AK Partili bir Diyarbakır Milletvekili'nin "Diyarbakır'a bedava elektrik verilmesi" önerisi hükümet tarafından kabul görmüş sayılır. Bu öneri daha sonra "Fukaraya elektriğin bedava verilmesi"ne dönüştü. Zaten Diyarbakırlılar elektrik faturası ödemiyor. O halde "Bedava olsun" diyelim. İlk bakışta akla yatkın bir teklif gibi geliyor. Fakat demek ki Diyarbakır'da elektrik faturası tahsil edilemiyor!
Eğer ortada bir faturanın tahsil edilememesi gibi bir durum söz konusuysa bunun çaresi fatura bedelini sıfırlamak olabilir mi? Olamaz. Ama eğer böyle bir girişim varsa bunu fukaraya elektriği bedava vermek değil, olsa olsa "çaresizlik"tir.
Bu yaklaşım tembelliği, beleşçiliği, dilenciliği teşvikten başka bir işe de yaramaz. Pansuman...
Bu pansuman da yarayı iyileştirmek yerine yaralı organın kesilip gövdeden ayrılma sürecini hızlandırır. İstismarı artırır. Şimdi... Bölgenin toplam elektrik faturası ne kadardır? Bu hesaplanır, hükümet bu rakama sponsor olur. Bu durum böyle sürüp gider.

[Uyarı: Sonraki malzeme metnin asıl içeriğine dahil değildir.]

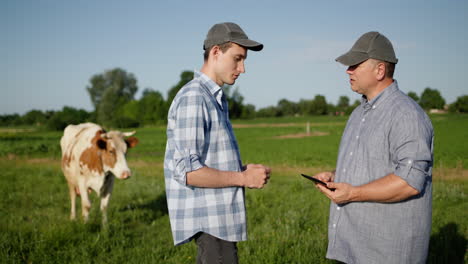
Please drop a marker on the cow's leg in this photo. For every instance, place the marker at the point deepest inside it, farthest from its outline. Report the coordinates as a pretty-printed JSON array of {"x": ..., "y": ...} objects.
[
  {"x": 71, "y": 190},
  {"x": 104, "y": 203},
  {"x": 106, "y": 192},
  {"x": 85, "y": 202}
]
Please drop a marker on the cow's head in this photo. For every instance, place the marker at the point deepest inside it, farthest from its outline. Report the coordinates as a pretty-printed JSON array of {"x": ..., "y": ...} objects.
[{"x": 113, "y": 146}]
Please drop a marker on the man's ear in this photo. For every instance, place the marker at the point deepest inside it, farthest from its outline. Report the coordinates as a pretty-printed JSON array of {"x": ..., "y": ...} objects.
[
  {"x": 214, "y": 52},
  {"x": 381, "y": 69}
]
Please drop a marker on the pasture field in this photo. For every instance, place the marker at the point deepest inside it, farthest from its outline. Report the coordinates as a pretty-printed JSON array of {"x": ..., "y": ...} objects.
[{"x": 287, "y": 220}]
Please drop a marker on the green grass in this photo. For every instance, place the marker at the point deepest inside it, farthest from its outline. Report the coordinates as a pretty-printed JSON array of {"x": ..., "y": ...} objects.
[{"x": 287, "y": 220}]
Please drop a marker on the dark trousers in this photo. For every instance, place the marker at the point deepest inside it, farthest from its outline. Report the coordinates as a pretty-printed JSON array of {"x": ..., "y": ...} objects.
[{"x": 213, "y": 250}]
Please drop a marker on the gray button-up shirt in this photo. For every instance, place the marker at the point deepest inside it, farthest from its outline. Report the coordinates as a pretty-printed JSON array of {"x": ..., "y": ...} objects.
[{"x": 389, "y": 134}]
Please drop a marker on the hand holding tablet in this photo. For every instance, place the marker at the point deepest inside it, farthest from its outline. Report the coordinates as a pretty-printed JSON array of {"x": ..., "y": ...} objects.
[{"x": 317, "y": 181}]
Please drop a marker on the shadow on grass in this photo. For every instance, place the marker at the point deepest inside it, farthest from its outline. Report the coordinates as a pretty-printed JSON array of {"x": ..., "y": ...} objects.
[
  {"x": 447, "y": 246},
  {"x": 153, "y": 209}
]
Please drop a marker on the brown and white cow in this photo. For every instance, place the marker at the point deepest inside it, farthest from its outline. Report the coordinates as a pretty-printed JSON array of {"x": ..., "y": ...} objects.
[{"x": 91, "y": 158}]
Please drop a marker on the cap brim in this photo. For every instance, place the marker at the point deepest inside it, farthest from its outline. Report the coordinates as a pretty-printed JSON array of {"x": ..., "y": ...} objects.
[
  {"x": 352, "y": 58},
  {"x": 249, "y": 44}
]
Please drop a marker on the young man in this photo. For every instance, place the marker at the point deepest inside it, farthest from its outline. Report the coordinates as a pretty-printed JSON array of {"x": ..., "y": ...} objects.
[
  {"x": 203, "y": 170},
  {"x": 381, "y": 207}
]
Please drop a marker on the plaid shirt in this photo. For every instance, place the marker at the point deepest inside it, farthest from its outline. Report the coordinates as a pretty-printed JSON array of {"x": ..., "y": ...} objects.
[
  {"x": 389, "y": 134},
  {"x": 199, "y": 134}
]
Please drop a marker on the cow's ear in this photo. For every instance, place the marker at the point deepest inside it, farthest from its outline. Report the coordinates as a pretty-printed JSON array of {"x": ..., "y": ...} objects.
[
  {"x": 102, "y": 144},
  {"x": 131, "y": 142}
]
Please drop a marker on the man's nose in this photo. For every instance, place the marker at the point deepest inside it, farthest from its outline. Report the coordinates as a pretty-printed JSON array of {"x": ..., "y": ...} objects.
[{"x": 241, "y": 67}]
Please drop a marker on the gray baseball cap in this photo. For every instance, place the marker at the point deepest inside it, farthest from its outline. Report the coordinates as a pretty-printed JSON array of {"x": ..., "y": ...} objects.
[
  {"x": 229, "y": 32},
  {"x": 371, "y": 45}
]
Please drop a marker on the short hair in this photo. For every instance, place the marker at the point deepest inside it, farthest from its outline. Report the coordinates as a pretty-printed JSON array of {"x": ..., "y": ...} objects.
[
  {"x": 223, "y": 47},
  {"x": 389, "y": 67}
]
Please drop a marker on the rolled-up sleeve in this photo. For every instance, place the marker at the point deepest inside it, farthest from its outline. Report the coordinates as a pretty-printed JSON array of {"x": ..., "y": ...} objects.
[
  {"x": 189, "y": 136},
  {"x": 412, "y": 138}
]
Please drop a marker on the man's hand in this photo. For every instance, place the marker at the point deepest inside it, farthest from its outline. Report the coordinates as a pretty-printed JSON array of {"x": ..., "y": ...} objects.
[
  {"x": 255, "y": 176},
  {"x": 326, "y": 176},
  {"x": 342, "y": 194}
]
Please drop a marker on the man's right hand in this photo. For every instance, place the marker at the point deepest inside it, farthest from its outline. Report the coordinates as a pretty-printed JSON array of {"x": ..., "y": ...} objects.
[
  {"x": 255, "y": 176},
  {"x": 326, "y": 176}
]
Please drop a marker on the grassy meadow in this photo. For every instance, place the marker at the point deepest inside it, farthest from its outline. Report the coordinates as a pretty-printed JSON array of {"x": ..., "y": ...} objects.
[{"x": 287, "y": 220}]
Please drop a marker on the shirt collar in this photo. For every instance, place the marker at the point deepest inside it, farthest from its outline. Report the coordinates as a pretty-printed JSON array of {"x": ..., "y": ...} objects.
[
  {"x": 380, "y": 97},
  {"x": 212, "y": 87}
]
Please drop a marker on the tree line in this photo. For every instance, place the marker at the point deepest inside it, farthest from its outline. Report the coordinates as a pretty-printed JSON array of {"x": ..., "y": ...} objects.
[{"x": 112, "y": 94}]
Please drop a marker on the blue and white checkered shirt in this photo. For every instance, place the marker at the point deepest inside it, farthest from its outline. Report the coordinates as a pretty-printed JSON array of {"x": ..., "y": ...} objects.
[{"x": 199, "y": 134}]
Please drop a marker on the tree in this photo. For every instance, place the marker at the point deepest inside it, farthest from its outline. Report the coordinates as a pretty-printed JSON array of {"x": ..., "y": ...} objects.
[
  {"x": 319, "y": 105},
  {"x": 413, "y": 96},
  {"x": 128, "y": 115},
  {"x": 248, "y": 112},
  {"x": 461, "y": 105},
  {"x": 287, "y": 108},
  {"x": 153, "y": 108},
  {"x": 69, "y": 115},
  {"x": 34, "y": 117},
  {"x": 431, "y": 99},
  {"x": 185, "y": 77},
  {"x": 270, "y": 111},
  {"x": 109, "y": 92},
  {"x": 343, "y": 104}
]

Her seferinde de toplam fatura bir öncekine göre kat ve kat daha fazla olur. Çünkü elektrik faturası ödemeyecek olanlar hiç bir şekilde tasarrufu düşünmeyecek, hatta bazıları da devlete düşmanlık olsun diye 24 saat elektrik tüketir.
Ve fatura ödenmeyen bölgede her iş elektrik kullanılarak yapılmaya başlanır! Eğer bölgeye kalıcı, sorunun çözümüne yardımcı bir şeyler yapılmak isteniyorsa bölgede istihdamı artıracak tedbirleri, istihdam merkezli çözümler üzerinde düşünmeli.
Bölgeye her ay toplam elektrik faturaları kadar istihdam oluşturucu yatırımlar yapılması bile bedava elektrik olayından daha fazla hizmet eder çözüme. İyi ama zaten ödemiyorlarmış!
Kullanılan bir hizmet bedelinin "ödenmiyor" olması ile "ödenemiyor" olması arasında çok büyük fark var. Birincisinde "meydan okuma", ikincisinde "yokluk" var. Madem Diyarbakır'a bedava elektrik olacak, Yozgat'ın, Çankırı'nın ne bileyim, Türkiye'nin en fakir kenti Bilecik'in faturalarını niye tahsil ediyoruz ki. Diyarbakırlılar elektrik faturası ödeyemiyormuş! Belki de ödemek istemiyorlar!
O zaman fatura ödeyen benim ne günahım var ve ben neden fatura ödüyorum? Bu durum hırsızlığa davetiye çıkarır. Vatandaşın moralini bozar, vatandaşlık görevini yerine getirmeyenlerin sayısını artırır. Bu teklif aynı zamanda Diyarbakırlıya da hakarettir.
Diyarbakırlı bunu ister mi acaba? İşte size bir referandum sorusu! Eğer hükümet Diyarbakırlıya bir iyilik yapmak istiyorsa her bir vatandaşın işine yarayacak başka bir yol bulsun. Diyarbakırlının taleplerine kulak kapatmasın, mesela demokrasinin çerçevesini genişletsin!